Increasingly frequently, I see people post on social media about their own kind deeds. I hear people tell others about their own work ethic. I receive more often than ever messages about the message-sender’s own positive qualities. Often, unfortunately, the things people are saying don’t match who they really are. It becomes clear once you have an opportunity to observe their actions.
Maybe I am refusing to keep up with changing societal norms, but I don’t like the trend.
It leaves me wondering why that behavior seems to be on the rise. Have we become a society of people who struggle to find value internally and need constant praise and affirmations from others? Have we become incapable of understanding people based on their actions? Have we become a society in which our actions are not who we want to be known as, leading us to tell others how we want them to think of us? And, if that’s true, are we a society with decreasing numbers of people who can still see reality of action versus words?
Instead of telling people you are an honest person, try being honest. All the time. Don’t make promises you cannot keep. Don’t tell people one thing if you mean another.
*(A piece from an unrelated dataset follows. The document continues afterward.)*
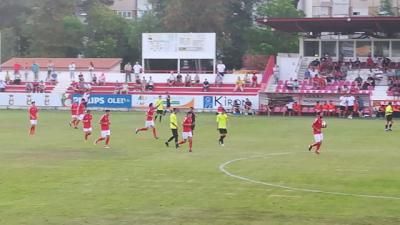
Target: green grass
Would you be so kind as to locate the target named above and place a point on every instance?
(56, 178)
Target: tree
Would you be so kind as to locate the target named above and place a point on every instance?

Don’t tell a customer that a product or service does something when it likely won’t. Admit when you are mistaken about something. Your honesty should speak for itself.
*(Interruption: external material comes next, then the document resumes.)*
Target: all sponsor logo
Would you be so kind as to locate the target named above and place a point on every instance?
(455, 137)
Instead of telling people your organization is transparent, communicate with transparency and share information. Telling someone you are transparent and then withholding information, altering data, or giving some of the truth instead of the full truth is not transparency. Your transparency should speak for itself.
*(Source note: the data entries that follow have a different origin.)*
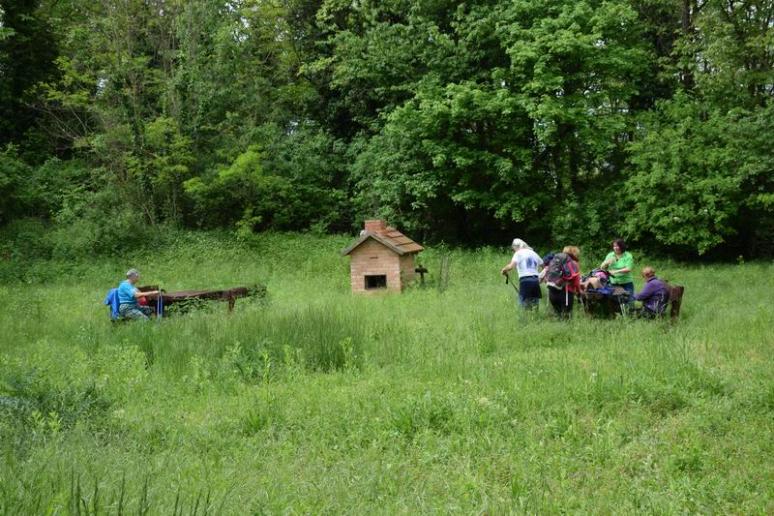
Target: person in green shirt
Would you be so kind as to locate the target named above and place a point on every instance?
(620, 263)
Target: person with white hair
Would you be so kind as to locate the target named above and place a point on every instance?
(527, 263)
(129, 295)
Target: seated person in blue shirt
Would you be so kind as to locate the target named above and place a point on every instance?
(654, 295)
(128, 294)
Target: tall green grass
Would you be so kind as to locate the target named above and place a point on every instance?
(442, 399)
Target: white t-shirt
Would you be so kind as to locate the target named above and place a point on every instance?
(527, 262)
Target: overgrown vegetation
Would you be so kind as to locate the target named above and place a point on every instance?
(437, 400)
(560, 120)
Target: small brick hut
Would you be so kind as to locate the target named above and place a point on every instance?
(381, 259)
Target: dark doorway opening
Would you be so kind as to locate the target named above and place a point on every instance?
(376, 281)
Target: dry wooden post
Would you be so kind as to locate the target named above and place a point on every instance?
(675, 300)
Instead of telling people you are a kind person, be a kind person and let your actions tell others about your kindness. You don’t need to share with others, especially people you don’t know well, when you do something kind. To me, it then becomes less about being kind and more about receiving attention and external justification. Your acts of kindness and what people who receive or witness your kindness say about you will speak for itself.
Instead of telling people you are a loyal person, be loyal. Dogs sure are loyal to their humans. How do we know, since they cannot tell us? Through their actions. Much like our furry friends, your loyalty will speak for itself.
Instead of telling people you are fair, act fair. Do for one customer what you would do for another. Don’t play favorites. Your fairness will describe you without you having to tell others you are fair.
Should any of your actions contradict your words, then you are not being genuine. You aren’t who you say you are, and that is something that should be addressed.
Those are just a few examples.
What would happen if, instead of telling others who we are, we relied on our actions to tell our story? If we all committed to being authentic, we wouldn’t have to tell people how we want them to see us. They would see us as who we are, consistently.
We wouldn’t have to justify the purpose of our business or organization. Its value would be seen because it would be serving a purpose and filling a need. To me, telling others who we are instead of letting our actions speak for us is fake.
Let’s not be fake. Let’s be real and authentic and genuine and sincere. After all, actions really do speak the truth louder than words.